The United States has urged China to end its military, diplomatic, and economic pressure against Taiwan, State Department spokesperson Ned Price said.
"We urge Beijing to cease its military, diplomatic, and economic pressure against Taiwan and instead engage in meaningful dialogue with Taiwan's democratically elected leadership," Price said during a briefing on Tuesday (local time).
He added, "We will counter China's aggressive and coercive actions, sustain our key military advantages, defend democratic values, invest in advanced technologies, and restore our vital security partnerships."
Price said that Washington sees its alliances and partnerships as a force multiplier across any range of challenges including the downward spiralling relationship with Beijing.

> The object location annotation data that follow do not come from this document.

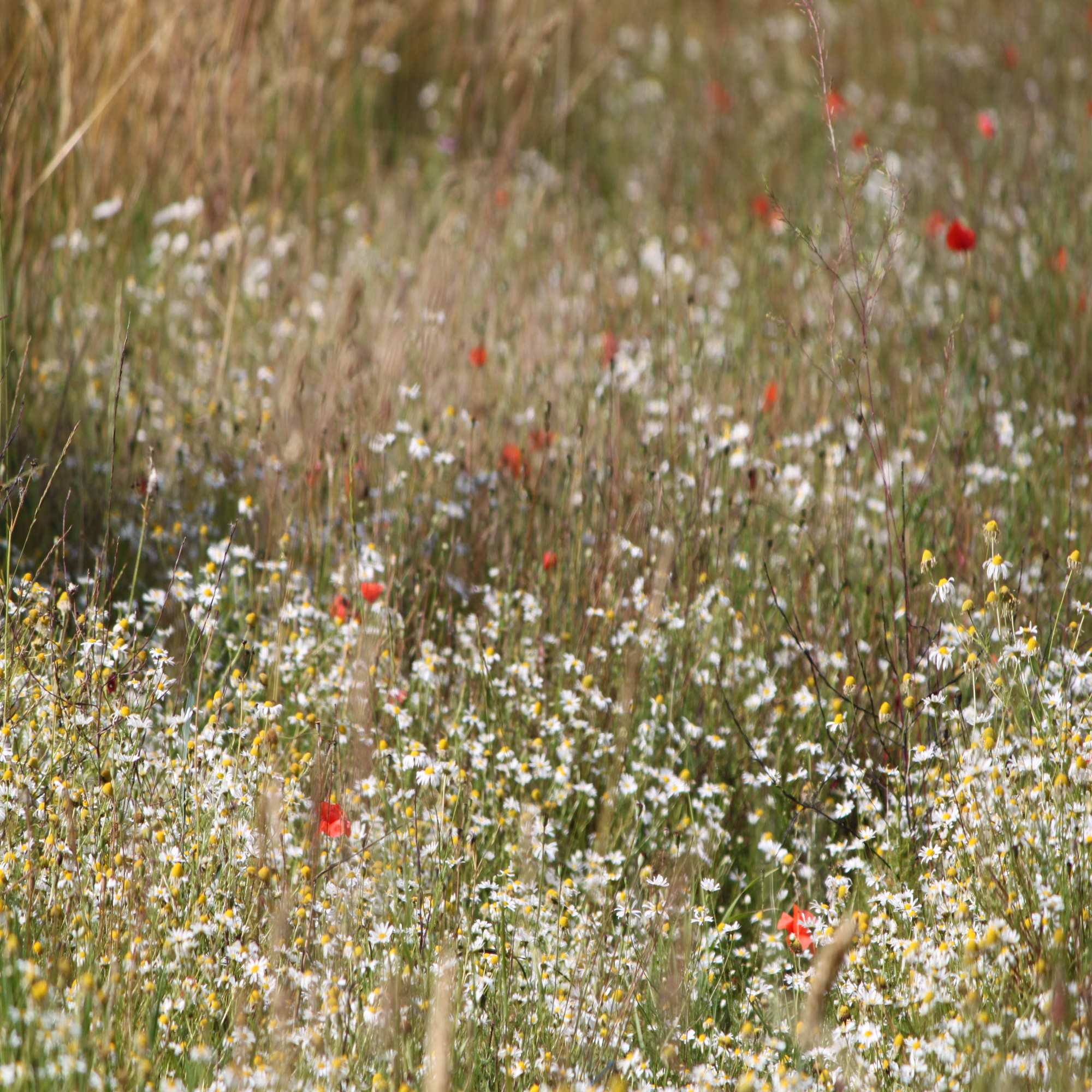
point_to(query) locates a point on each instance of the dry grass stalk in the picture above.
(828, 963)
(438, 1041)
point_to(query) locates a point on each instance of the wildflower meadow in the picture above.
(544, 545)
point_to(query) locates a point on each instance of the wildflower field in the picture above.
(544, 545)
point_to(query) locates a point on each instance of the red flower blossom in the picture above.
(542, 440)
(333, 822)
(717, 96)
(610, 349)
(836, 104)
(798, 934)
(313, 474)
(371, 590)
(960, 238)
(770, 398)
(512, 458)
(935, 224)
(761, 207)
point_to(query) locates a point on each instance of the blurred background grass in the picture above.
(494, 145)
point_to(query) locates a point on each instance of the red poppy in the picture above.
(313, 474)
(798, 934)
(512, 457)
(960, 238)
(717, 96)
(836, 104)
(770, 398)
(371, 590)
(333, 821)
(761, 207)
(610, 349)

The State Department spokesperson added, "we want to make sure that we are in lockstep with those allies, in lockstep with those partners, and then you can expect that there will be engagement in several areas with China."
According to South China Morning Post, foreign policy leaders and professionals in the United States support the use of American troops to defend Taiwan in the event of a Chinese invasion, but it is opposed by the majority of the US public, a new survey has found.
In a report published on Monday, The Chicago Council on Global Affairs said that most of the more than 900 surveyed opinion leaders - including executive branch officials, congressional staff, think tank scholars, academics, journalists and interest group representatives - favoured a US military defence of Taiwan in an invasion scenario.
These remarks from the State Department come as the United States and Taiwan strengthen their ties, China has threatened that "Taiwan's independence" means war.
Wu Qian, spokesperson of China's Ministry of National Defence, on January 28 "warned" the people wanting "Taiwan independence" and said that "those who play with fire will set themselves on fire, and seeking 'Taiwan independence' means nothing but war".
Beijing claims full sovereignty over Taiwan, a democracy of almost 24 million people located off the southeastern coast of mainland China, despite the fact that the two sides have been governed separately for more than seven decades.
Taipei, on the other hand, has countered the Chinese aggression by increasing strategic ties with democracies including the US, which has been repeatedly opposed by Beijing.